“Engineered obsolescence” is an accusation that gets thrown at tech hardware a lot. And it’s often misapplied: Lithium-ion batteries really do wear down, especially when constantly recharged, and old software can’t keep running new applications forever. But in the case of some Western Digital hard drives, which appear to be sending out “replace me!” warnings after an arbitrary time limit even in the absence of any actual hardware faults, it might be entirely justified.
Such is the case with WD drives installed in some Synology network attached storage (NAS) devices, according to a report from Ars Technica. After running continuously for three years — which is fairly unremarkable for hard drives designed specifically for server storage — the analytics software pre-loaded in the Western Digital drives alert Synology’s DiskStation Manager interface. Alerts it to what? That the drive has been running for three years, and that’s all. The recommended action is to replace the drive…and it’s surely coincidental that this happens shortly after the three calendar years of some drives’ standard manufacturer warranty.
While the warnings can occur in absence of any other, genuine problems with a hard drive, they’re causing headaches for Synology users. Banked drives in a NAS with an active alert can’t be used to repair or expand a pool of storage from another source. So users either have to replace the drive in question — which, again, may have no error or malfunction aside from the fact that its active hours count has ticked over that three years mark — or disable the drive’s analytic system, possibly missing out on genuine alerts in the future.
And “ticked” is an accurate way to describe the reaction of Synology users all over the internet. On Reddit subs, support pages, and YouTube channels, NAS users are pouring out bowls of wrath on Western Digital and the affected product lines: WD Red Plus, Red Pro, and Purple hard drives. The general accusation is that the WD Device Analytics software (WDDA) is throwing up bogus warnings, trying to get customers to buy new replacements for perfectly functional hard drives.
Synology is caught in the middle for designing software that works with Western Digital’s warning system, in the possibly misplaced faith that it would only report genuine hardware errors. The NAS manufacturer is encouraging affected users to disable the WDDA system in Storage Manager to clear the warning and restore full repair and expansion functionality.
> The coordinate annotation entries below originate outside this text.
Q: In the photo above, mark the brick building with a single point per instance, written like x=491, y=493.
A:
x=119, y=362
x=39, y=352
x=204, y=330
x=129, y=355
The kerfuffle is the latest in a series of controversies that find users accusing manufacturers of trying to artificially shorten the life of their products in hopes of selling more replacements. Printer ink cartridges often send an “empty” signal long before their reservoirs have fully run dry (a situation not helped by arbitrary DRM forcing you to buy manufacturer brands), and even Apple has been accused of slowing down older iPhones in order to juice sales. Google-powered Chromebooks have arbitrary time limits on their security updates, and Microsoft seems to be doing everything in its power to push users onto Windows 11. How much of this is truly malicious and how much is business as usual — and whether there’s actually a distinction between those two — is a matter for continual debate.